At Lafayette , creative director Emily Smith continues to dig into the history of the brand’s namesake address building. They discovered that before it was a garment factory, it used to be a printing press, so their entire collection was later inspired by paper. Well, it turns out that before that, in the 1920 years, this building was the post office for all of Lower Manhattan. “So I thought ‘let’s dig in,’ and my team came back with all these great little ideas,” Smith revealed during an appointment at the brand’s showroom. For the Pre-Fall collection, she and her team plunge into the (almost forgotten) wonderful world of the art and stationery of sending handwritten notes. method. So while the vintage postcard-inspired print might seem a little obvious, her execution is anything but. On a delicate pleated jersey dress, the print was applied to straps of varying widths, creating a deconstructed collage effect. It was paired with a cashmere sweater with an enlarged print that itself was “a bit washed” so it had a distressed, fuzzy texture. It’s not quite a match – there’s a wonderfully weird and youthful spirit about the match. Elsewhere, the same print morphed into a beautiful cotton monochrome tan print, a champagne jacquard print on silk, and blue denim, all evoking different moods.

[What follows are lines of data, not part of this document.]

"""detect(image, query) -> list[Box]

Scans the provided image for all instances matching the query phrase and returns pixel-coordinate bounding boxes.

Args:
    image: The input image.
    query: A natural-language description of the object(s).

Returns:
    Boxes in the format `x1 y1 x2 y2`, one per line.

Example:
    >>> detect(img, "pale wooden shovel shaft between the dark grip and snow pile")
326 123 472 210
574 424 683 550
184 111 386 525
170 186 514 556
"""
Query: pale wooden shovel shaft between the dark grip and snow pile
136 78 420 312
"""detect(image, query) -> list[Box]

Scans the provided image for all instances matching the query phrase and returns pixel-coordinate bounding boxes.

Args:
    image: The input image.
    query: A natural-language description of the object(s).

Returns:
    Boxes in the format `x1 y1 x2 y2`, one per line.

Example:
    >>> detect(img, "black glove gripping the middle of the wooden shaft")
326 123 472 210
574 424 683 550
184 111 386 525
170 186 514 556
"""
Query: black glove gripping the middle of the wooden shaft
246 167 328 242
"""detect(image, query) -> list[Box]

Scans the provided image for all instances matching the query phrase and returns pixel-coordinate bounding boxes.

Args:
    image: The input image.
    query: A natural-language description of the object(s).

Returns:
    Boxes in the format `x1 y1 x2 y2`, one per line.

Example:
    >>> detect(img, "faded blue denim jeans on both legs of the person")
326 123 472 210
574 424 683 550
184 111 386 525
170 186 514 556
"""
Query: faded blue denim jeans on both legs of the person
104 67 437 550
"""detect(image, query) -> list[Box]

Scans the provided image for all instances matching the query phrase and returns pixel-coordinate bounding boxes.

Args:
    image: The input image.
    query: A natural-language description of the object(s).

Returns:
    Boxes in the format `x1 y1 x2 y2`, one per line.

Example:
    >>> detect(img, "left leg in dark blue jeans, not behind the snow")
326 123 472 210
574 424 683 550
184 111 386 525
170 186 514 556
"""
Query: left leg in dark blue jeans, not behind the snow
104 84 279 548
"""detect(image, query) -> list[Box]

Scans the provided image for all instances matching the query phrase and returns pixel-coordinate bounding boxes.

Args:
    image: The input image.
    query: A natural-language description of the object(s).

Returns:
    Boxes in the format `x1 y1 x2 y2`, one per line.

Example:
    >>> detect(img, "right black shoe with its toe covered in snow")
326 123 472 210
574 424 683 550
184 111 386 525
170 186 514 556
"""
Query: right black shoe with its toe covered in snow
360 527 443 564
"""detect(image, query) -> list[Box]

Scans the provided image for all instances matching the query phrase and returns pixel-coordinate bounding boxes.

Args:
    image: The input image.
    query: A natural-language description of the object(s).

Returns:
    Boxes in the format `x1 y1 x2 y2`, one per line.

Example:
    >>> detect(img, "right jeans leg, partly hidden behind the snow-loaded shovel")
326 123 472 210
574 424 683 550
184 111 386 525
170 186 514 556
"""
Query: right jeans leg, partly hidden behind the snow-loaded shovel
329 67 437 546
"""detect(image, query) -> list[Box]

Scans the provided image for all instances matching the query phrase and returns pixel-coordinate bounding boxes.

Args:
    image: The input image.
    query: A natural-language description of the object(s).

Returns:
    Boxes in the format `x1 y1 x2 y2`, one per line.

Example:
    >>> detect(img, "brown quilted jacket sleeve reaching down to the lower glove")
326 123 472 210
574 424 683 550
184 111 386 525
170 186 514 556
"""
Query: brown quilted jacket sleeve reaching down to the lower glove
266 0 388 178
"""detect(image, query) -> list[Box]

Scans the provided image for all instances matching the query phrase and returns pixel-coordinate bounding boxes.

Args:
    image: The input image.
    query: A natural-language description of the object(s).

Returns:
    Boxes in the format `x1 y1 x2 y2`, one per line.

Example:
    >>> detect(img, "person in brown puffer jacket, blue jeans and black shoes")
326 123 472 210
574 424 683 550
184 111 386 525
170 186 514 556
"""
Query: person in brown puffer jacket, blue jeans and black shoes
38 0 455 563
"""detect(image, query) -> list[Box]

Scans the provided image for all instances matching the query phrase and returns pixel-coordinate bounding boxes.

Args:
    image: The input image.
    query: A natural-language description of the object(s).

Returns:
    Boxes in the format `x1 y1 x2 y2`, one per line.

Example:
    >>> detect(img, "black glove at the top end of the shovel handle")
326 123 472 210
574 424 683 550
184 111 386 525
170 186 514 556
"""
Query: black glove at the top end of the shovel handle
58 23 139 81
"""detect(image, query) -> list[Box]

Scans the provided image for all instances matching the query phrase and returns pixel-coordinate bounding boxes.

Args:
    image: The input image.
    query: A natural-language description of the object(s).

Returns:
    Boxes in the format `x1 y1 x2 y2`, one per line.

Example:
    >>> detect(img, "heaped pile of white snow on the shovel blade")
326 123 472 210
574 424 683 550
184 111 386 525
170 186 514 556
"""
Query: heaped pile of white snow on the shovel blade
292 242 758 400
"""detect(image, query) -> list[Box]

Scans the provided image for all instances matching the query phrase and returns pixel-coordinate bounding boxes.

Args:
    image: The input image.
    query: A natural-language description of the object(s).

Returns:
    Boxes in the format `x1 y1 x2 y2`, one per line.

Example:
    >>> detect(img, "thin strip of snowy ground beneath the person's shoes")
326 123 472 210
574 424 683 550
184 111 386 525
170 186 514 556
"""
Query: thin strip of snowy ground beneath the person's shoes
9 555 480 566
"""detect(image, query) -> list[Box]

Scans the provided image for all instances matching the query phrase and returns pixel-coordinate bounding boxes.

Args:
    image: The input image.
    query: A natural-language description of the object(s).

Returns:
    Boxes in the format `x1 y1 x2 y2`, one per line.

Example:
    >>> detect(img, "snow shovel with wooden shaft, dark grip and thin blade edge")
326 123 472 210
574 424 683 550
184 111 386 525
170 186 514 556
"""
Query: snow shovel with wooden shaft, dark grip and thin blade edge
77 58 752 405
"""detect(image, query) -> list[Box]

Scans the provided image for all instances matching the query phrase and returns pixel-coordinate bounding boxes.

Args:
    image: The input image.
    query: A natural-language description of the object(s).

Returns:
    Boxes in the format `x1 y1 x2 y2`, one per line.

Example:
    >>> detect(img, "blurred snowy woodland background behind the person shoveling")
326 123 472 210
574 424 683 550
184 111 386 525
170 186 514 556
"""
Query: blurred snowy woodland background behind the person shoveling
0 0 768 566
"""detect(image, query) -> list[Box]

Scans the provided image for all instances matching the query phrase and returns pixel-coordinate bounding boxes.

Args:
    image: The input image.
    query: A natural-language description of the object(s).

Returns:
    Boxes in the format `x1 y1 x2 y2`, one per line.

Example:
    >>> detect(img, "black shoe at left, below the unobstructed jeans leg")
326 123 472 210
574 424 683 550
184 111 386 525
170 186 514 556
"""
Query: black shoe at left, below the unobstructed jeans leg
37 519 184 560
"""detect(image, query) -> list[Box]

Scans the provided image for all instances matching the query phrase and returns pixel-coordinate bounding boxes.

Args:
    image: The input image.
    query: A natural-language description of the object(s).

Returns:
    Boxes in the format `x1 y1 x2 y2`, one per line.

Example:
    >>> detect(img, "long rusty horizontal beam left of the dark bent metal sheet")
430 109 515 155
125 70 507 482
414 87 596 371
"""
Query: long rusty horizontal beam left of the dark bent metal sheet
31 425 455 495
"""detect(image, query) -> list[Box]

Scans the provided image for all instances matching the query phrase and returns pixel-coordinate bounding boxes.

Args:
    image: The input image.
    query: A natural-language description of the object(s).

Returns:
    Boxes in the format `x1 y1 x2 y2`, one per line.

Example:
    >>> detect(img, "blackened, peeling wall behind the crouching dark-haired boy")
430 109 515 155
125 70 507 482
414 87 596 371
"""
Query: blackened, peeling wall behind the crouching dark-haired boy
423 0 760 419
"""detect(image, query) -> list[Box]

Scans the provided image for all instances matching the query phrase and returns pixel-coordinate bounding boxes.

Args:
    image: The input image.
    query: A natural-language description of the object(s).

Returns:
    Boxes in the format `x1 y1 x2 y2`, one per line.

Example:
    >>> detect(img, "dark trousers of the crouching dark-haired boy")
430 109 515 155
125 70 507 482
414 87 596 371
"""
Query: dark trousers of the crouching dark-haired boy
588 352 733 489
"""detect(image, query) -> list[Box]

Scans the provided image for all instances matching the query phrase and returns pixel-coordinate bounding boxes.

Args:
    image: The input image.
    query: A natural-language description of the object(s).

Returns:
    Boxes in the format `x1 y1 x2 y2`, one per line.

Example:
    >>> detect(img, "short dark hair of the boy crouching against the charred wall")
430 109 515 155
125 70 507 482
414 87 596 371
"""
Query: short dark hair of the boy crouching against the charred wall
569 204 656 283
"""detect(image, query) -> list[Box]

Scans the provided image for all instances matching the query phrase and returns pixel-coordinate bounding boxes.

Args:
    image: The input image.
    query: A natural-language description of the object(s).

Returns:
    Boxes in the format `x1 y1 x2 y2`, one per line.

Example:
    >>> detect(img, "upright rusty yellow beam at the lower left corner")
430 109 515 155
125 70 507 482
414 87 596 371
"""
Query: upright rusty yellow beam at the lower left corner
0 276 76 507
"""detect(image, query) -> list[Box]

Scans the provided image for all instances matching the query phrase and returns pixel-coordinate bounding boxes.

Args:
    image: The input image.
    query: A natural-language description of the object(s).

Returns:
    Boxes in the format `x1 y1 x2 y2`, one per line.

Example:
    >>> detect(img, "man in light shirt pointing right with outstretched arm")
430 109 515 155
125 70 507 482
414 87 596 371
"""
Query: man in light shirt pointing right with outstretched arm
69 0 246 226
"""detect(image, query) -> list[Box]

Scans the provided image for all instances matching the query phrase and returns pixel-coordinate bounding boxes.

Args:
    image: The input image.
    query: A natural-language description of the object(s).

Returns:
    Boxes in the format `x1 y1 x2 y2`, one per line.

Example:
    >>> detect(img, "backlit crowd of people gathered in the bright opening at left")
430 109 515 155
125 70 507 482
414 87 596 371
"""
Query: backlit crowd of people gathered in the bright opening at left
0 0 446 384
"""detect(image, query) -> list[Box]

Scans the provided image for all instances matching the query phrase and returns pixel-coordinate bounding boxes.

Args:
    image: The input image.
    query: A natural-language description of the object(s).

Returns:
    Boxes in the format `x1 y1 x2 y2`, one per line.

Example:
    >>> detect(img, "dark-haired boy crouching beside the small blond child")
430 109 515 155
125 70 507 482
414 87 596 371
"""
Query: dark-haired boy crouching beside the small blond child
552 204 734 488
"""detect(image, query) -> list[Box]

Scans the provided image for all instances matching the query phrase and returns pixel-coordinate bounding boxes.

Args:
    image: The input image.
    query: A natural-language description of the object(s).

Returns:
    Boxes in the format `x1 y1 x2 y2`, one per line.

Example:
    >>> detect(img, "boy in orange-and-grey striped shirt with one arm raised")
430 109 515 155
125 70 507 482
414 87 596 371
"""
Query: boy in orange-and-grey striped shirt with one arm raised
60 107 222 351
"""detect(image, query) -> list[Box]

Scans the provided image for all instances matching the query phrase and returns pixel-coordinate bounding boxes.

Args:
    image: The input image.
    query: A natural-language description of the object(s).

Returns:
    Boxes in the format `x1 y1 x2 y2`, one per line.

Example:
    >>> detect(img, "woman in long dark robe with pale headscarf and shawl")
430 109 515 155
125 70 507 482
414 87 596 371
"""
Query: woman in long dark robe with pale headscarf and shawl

Trench coats and cotton shirts feature “tear-away” button details inspired by the way stamps “snap” when you flip through a stamp sheet. The wavy lines of the canceled stamp showed subtle pleated stripes on an orange sleeveless dress and another dark navy long-sleeve dress. They’re “our summer vacation outfits when we’re writing postcards,” jokes Smith. Detail of vintage postal uniforms appear on the collars of shirts and small jackets; a denim one that looks like a modern take on a chores jacket has two pockets on the hip, one fastened with a button on the left side of the chest and the other The side, is just an outline of where the pocket is.
Leather and suede are always popular at Lafayette 148. A shirt and trouser combo in light-as-air beige suede and a pair of chunky fisherman sandals lined with teddy wool were a standout. A boxy mahogany cropped jacket in paper-thin leather with two flap pockets was well proportioned, but it was the buttons—slightly larger, silver, covered in the same Leather – makes it (ahem) worth writing about.